Topic of discussion on this program is the actual organization of the major parties. Our lecturer considers the national characteristics of parties as opposed to the idea that each of them is a conglomeration of local political machines. He concludes with a look at the role the private citizen can and does play in party organization.
Discusses the sequence of events that takes place when the national political convention is underway. Includes consideration of the role of the contemporary chairman, the "keynoter", general speeches presented as time fillers, reports from the four main committees, role call for nominations, nominating and seconding speeches, and demonstrations for the candidates. Presents films of the departure of Alabama and Mississippi delegates in 1948 and the nomination of Franklin Roosevelt in 1940. (Dynamic Films) Film.
Discusses the early steps in the nominating process. Explains and illustrates the makeup of the national committee, the role of the national chairman, the importance of selecting a favorable convention site, apportionment of delegates, and state, county, and precinct organizations. Discusses a cartoon of the county chairman. (Dynamic Films) Film.
The panel takes up the importance of the national convention in drafting a party platform and important intra-party conflicts which have developed over the drafting of such platforms at recent conventions. Along these same lines, the panel considers the procedure used to draft the platform and the question of whether the platform is drafted to represent the policy position of the candidate or for the candidate to stand on.
A panel here considers the advantages and disadvantages of the convention systems as it now operates.
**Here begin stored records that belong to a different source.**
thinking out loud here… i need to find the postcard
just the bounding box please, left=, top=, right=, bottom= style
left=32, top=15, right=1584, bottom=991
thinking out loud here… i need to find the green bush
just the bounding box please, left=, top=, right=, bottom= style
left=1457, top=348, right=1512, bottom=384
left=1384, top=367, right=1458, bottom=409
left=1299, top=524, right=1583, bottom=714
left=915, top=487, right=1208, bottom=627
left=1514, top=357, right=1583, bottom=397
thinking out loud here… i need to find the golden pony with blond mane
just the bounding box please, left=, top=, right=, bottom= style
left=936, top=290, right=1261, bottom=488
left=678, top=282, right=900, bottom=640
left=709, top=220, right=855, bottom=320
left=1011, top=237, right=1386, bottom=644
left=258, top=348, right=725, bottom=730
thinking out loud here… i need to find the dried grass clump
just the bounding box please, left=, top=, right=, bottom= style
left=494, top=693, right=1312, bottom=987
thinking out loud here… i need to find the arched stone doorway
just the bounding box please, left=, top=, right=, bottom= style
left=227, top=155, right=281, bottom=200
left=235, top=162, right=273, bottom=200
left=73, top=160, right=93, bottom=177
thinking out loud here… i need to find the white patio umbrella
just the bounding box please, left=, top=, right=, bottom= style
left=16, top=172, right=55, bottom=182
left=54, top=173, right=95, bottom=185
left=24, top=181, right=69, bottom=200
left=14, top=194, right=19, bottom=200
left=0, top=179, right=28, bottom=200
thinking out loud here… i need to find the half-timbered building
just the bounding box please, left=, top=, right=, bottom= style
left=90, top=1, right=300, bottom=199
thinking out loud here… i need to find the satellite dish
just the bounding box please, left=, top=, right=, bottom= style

Speakers also discuss suggestions for improving the convention as a nominating device, alternatives methods for nominating a president and vice president, and the problems and advantages of these alternatives.
Introduces the series AMERICAN POLITICS. Proposes to answer the following questions. (1) What are the nature, purpose, and methods of the major American political parties? (2) How are the parties' candidates nominated, including candidates for president and vice-president? (3) What have been the parties' records on the major issues of American politics? (KETC) Kinescope.
Discusses the primary system and its effect on the party system. Considers whether or not the primary system destroys party discipline, thus weakening the party, or, conversely does it give more power to the machine? (KETC) Kinescope.
Discusses the party records regarding individual freedom promised by the first amendment in the Bill of rights. Reviews the two parties' defense of these rights, especially in times when national security is threatened, and discusses the question of civil rights. (KETC) Kinescope.
Considers the whys and wherefores of defense spending as related to both foreign policy and domestic economic policy. Discusses the question, "Is there a partisan...Democratic or Republican...answer to the question of defense spending?" (KETC) Kinescope.
Convention floor strategy, nomination speeches and voting procedures are discussed in this program. Other topics consider include the techniques and practices used to influence the delegates in favor of particular candidates, the functions of nominating and seconding speeches and special problems connected with the nomination of the vice president.
Discusses motivations of candidates and the backgrounds of men who have run for president. Touches on men with a driving desire to be president, the "reluctant" candidates, the role of king-makers, and the occupations which have served as stepping-stones to the presidency. (Dynamic Films) Film.
Discusses pre-convention activity. Considers the influence of public opinion and public opinion polls, the role of the campaign manager, and the strategy for winning delegates in both states that pick delegates by conventions and states that hold primary elections. Shows scenes from the 1952 primary campaigns in New Hampshire and Nebraska. (Dynamic Films) Film.
Topic of program is the pre-convention strategy of the candidates, and content covers the factors which make a candidate available for his party’s nomination, the advantages and disadvantages of frankness on the part of an aspiring candidate, and the political hazards of the preference primary campaign,
National political leaders and newspapermen meet in a panel discussion to consider the main issues, strategies and personalities developing in the 1956 presidential campaign. Questions before the panel for consideration include: What will be the main issues in the coming conventions? Will they dominate the personalities or be controlled by the personalities? Who will be the influential leaders in each of the conventions? Who are the strongest candidates for the nominations of the parties? What is their relative strength? Is there a chance for a “dark horse” in either party?
Reviews the records of both parties in the area of conservation and use of our natural resources. Points out that controversy has been particularly sharp on the development of power resources. (KQED) Kinescope.
Summarizes the American nominating process from the early days to the emergence of the two-party system between 1830 and 1860 and the main political developments through 1952. Shows key Republican and Democratic candidates from 1912 through 1952 and headlines from the files of the New York Times dating back to the 19th century. (Dynamic Films) Films.
Discusses the responsibilities of the two-party system and explains the requirements of an effective party system. Includes discussion of "batting averages" of the Presidents with regard to the bills brought before them and in living up to party platforms. (KETC) Kinescope.